Since then there has been no looking back. The nursing aides trained by Das have been absorbed at the Planters Nursing Home along with getting jobs in different nursing homes in Siliguri.
Many of the nursing aides trained by Das are self-employed too. “I had trained one as a pathology lab assistant. She now works in Dharan, Nepal,” said Das. “I was lucky to be trained by Das. My whole life changed and now I am employed,” said a 25-year old nursing aide who works in Planters. A school dropout from Ging Tea Estate, she was one of the first batch trainees.
In 2010 Das received an international award from Royal College of Physicians, Spain for human welfare in a developing country.
“The award included 200 Euros also. I donated this amount to our NGO. Our NGO in turn donated the money to another Spanish NGO working in Nigeria. The money was used to buy mosquito nets during a malaria epidemic in Nigeria,” said Das.
In 2009 Das visited Barcelona, Spain for an endoscopic intervention upgradation course. In Barcelona, Das and his Spanish friends opened an NGO “SOS Darjeeling.”
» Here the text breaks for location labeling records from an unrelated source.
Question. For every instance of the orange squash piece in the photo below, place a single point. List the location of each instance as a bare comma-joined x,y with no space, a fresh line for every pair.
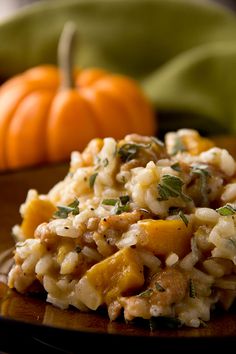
118,274
37,211
163,237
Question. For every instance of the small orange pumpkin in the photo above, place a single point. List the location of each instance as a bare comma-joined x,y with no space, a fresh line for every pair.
47,112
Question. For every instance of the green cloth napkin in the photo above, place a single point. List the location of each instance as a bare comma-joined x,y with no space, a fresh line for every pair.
182,52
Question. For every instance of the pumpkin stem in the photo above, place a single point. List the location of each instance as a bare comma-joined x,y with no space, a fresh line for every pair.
65,57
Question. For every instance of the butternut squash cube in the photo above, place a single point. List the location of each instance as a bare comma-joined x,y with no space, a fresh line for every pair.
118,274
165,236
36,212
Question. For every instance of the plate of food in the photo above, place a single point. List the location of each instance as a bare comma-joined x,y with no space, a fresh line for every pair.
132,242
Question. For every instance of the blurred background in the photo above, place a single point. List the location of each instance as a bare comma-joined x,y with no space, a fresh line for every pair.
182,53
8,7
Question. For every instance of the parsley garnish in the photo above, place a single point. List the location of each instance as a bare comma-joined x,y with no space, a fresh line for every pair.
171,186
226,210
92,179
183,217
105,162
64,211
130,150
192,292
203,173
178,146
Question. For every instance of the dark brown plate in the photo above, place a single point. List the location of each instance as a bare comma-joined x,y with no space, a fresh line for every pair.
37,324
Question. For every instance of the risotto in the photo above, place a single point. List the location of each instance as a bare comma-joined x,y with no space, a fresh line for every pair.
139,227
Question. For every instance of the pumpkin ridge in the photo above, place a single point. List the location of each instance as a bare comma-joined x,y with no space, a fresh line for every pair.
27,146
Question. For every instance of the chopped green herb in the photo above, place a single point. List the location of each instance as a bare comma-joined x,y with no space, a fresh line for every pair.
159,287
226,210
146,293
183,217
203,173
192,292
178,146
64,211
171,186
109,202
164,322
232,241
129,151
105,162
121,205
176,167
92,179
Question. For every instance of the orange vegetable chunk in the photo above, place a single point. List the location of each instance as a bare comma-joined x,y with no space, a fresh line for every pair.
163,237
37,211
118,274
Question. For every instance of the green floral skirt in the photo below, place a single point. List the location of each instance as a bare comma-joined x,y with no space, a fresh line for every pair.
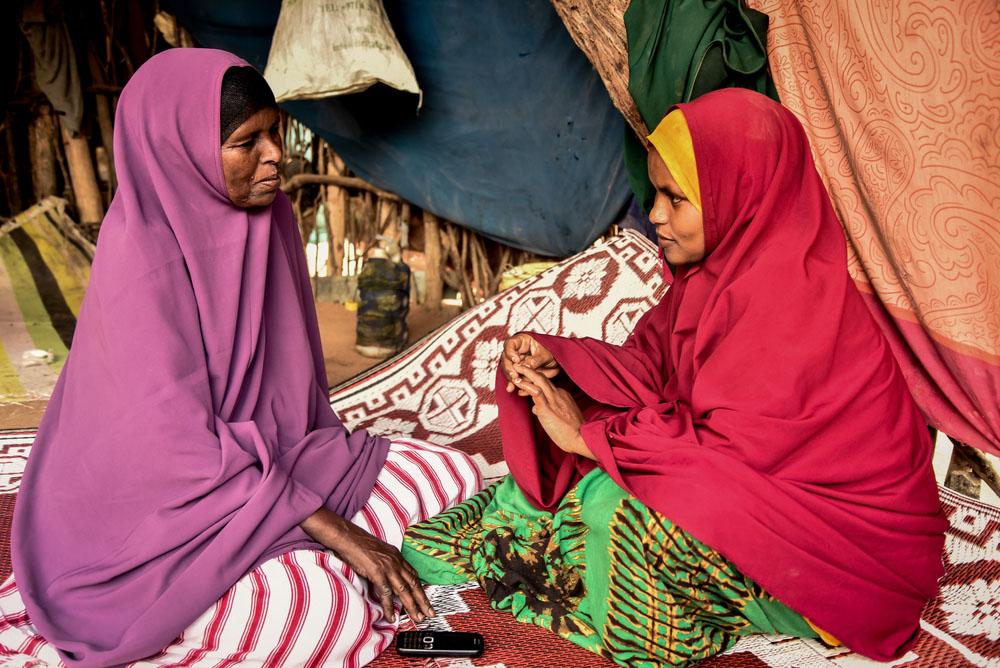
603,571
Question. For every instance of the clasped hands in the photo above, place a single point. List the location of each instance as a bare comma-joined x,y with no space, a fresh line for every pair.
529,368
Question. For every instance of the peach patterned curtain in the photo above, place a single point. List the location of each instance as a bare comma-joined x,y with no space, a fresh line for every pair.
901,101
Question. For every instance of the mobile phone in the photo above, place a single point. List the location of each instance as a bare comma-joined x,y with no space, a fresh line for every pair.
439,643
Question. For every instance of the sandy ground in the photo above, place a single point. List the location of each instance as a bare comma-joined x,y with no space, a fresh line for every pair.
337,326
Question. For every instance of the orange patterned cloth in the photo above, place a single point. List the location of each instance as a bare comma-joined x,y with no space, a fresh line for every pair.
901,102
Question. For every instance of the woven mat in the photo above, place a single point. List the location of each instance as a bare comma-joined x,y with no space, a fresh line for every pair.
441,389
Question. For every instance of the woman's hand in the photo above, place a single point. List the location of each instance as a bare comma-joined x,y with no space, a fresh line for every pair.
555,409
522,348
374,560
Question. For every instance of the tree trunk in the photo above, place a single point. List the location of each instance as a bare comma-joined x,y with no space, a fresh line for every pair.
432,252
81,172
598,28
337,207
42,139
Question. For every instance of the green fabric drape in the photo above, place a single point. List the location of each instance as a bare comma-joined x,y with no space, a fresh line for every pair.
603,571
680,49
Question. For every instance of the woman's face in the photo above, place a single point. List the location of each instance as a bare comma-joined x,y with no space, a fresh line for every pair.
678,222
250,158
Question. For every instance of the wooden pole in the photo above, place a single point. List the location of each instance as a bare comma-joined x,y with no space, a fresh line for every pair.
104,120
42,139
81,172
337,206
11,179
300,180
433,257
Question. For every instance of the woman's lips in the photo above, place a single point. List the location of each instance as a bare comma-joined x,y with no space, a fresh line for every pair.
270,183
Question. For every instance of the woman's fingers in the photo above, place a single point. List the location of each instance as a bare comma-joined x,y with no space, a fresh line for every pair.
384,592
404,591
540,381
419,595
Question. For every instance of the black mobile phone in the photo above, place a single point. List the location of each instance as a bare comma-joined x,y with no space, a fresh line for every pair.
439,643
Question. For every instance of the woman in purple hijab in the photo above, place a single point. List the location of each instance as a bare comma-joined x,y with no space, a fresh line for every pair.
189,455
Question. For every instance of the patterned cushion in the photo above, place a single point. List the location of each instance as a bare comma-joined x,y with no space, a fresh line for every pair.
441,389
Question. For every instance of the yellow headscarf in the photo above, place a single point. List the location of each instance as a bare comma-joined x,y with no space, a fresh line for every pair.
672,140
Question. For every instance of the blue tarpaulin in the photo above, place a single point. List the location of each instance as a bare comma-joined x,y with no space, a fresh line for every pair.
517,137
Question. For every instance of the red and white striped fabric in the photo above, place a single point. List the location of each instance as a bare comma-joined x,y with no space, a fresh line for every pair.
303,608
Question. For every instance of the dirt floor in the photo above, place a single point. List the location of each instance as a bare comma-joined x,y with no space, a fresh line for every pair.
337,326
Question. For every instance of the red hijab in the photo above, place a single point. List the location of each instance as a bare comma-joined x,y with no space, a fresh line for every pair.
758,405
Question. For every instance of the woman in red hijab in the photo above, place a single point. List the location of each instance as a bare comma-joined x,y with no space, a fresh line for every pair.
750,460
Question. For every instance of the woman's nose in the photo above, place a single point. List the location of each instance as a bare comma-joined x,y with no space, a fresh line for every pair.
659,214
272,151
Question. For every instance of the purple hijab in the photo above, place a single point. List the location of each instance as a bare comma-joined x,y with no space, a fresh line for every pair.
190,431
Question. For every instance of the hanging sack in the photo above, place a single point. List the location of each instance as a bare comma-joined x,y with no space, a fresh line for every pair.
323,48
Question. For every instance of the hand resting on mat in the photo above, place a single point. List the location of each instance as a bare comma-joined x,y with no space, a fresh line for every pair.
374,560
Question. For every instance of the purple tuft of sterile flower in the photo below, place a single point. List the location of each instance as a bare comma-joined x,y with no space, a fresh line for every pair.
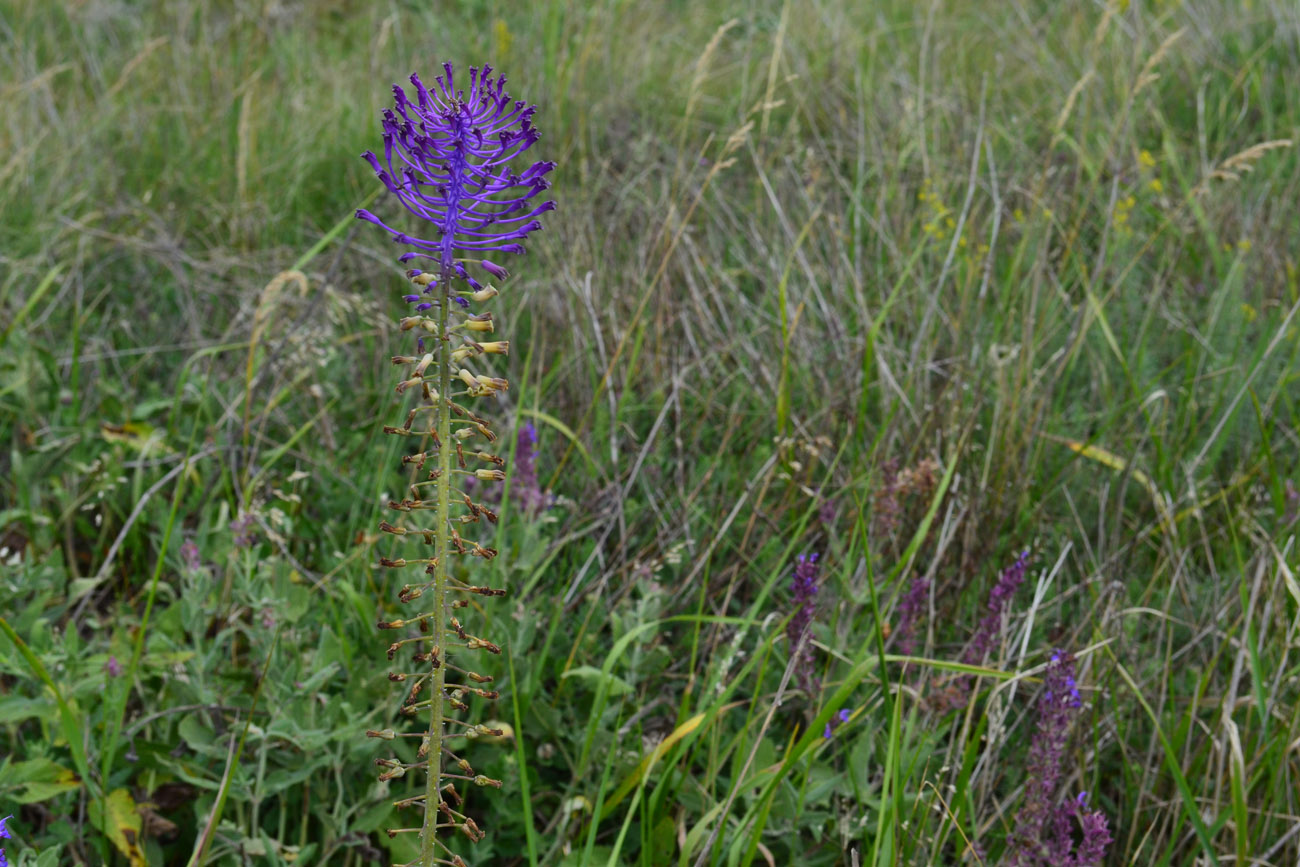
910,611
840,718
1044,829
524,488
991,625
453,151
804,594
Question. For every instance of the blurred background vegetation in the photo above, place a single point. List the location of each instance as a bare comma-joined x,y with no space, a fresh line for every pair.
1048,247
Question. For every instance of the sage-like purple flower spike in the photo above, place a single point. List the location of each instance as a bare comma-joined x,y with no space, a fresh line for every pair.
910,610
1044,829
525,489
991,625
804,592
447,157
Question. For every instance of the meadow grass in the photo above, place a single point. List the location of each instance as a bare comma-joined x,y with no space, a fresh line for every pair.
1048,248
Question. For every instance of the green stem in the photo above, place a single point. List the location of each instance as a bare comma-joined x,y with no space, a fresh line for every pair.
433,794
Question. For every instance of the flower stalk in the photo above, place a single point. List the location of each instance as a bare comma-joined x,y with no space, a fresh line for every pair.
447,160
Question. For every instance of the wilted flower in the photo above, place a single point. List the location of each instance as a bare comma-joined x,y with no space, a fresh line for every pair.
447,159
804,590
245,530
190,555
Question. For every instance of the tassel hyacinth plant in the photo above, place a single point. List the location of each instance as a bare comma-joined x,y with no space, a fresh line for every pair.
449,159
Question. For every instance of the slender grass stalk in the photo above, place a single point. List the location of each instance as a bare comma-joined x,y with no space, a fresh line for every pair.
453,169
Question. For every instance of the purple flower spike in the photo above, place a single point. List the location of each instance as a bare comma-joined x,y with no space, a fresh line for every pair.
524,489
911,608
999,598
446,159
1044,831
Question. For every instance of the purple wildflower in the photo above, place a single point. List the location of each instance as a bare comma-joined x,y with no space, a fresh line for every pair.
453,152
991,625
524,488
1096,837
190,555
1044,829
804,589
910,611
840,718
885,507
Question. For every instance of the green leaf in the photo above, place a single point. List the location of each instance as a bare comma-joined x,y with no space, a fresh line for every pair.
594,679
116,818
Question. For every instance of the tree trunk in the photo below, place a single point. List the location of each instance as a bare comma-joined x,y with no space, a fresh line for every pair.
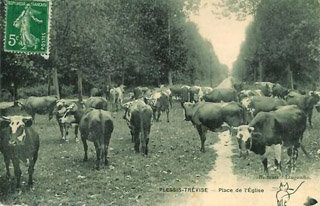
254,74
260,71
170,77
109,80
79,73
56,82
49,82
290,76
211,78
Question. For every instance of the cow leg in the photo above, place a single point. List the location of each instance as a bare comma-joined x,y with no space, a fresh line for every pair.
106,146
76,130
132,136
265,165
85,147
309,114
17,171
33,117
66,131
159,113
30,171
202,132
290,154
31,166
136,141
277,161
97,145
146,135
7,163
154,115
294,159
62,128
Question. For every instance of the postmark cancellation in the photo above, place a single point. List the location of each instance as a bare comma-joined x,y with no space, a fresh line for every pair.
27,26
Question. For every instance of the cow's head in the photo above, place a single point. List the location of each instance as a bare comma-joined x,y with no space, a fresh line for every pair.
188,109
17,126
243,134
246,103
68,116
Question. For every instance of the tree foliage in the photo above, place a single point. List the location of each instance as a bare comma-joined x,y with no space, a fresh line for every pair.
284,38
113,42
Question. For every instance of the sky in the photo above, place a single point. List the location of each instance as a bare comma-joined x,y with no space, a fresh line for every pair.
226,35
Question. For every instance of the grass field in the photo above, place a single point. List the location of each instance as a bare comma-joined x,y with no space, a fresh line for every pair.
252,166
62,178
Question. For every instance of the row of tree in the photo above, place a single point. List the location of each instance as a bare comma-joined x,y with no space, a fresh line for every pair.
282,42
107,42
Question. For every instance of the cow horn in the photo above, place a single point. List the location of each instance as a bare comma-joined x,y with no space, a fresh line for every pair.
6,118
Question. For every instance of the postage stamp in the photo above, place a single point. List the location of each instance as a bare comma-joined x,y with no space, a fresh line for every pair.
27,27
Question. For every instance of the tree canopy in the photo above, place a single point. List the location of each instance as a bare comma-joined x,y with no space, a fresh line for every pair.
283,40
134,42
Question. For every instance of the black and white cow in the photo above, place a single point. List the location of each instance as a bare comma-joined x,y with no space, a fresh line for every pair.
19,142
268,132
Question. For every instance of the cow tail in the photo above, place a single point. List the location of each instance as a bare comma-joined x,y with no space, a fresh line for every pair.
304,151
103,125
141,130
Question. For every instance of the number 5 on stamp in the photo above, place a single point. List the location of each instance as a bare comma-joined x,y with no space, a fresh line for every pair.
27,26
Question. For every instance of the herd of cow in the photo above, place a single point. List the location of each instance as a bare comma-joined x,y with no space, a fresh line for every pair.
263,120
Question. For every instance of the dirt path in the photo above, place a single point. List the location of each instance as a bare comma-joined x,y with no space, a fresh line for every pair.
222,173
257,192
224,187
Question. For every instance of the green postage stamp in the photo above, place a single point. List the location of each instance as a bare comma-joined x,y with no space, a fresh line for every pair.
27,26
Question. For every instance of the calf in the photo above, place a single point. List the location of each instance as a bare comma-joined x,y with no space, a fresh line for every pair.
19,142
159,102
59,110
39,105
96,126
270,131
116,96
304,102
196,94
180,92
97,103
221,95
139,116
211,116
279,91
96,92
257,104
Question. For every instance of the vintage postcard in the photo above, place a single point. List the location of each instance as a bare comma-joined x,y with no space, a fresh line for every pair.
159,102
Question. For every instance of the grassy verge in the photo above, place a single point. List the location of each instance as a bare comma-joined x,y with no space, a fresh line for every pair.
62,178
252,166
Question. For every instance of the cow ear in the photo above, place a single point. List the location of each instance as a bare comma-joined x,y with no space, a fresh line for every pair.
145,99
4,122
27,121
“My Spanish friends accompanied me to Darjeeling. In Darjeeling I took them to far-flung villages so that they could see the condition of health services. As health services are not available in most of these remote areas, we decided to create satellite units manned by paramedics and resource persons. These satellite units would be connected online with the main nursing home.
There would be ambulance service in case of emergencies. We will soon open such units in Rimbik and Tukdah,” said Das.
SOS Darjeeling, the NGO, comprises mainly Spanish musicians. In Spain they organise concerts.
Funds generated from these concerts are used to run this NGO in Darjeeling.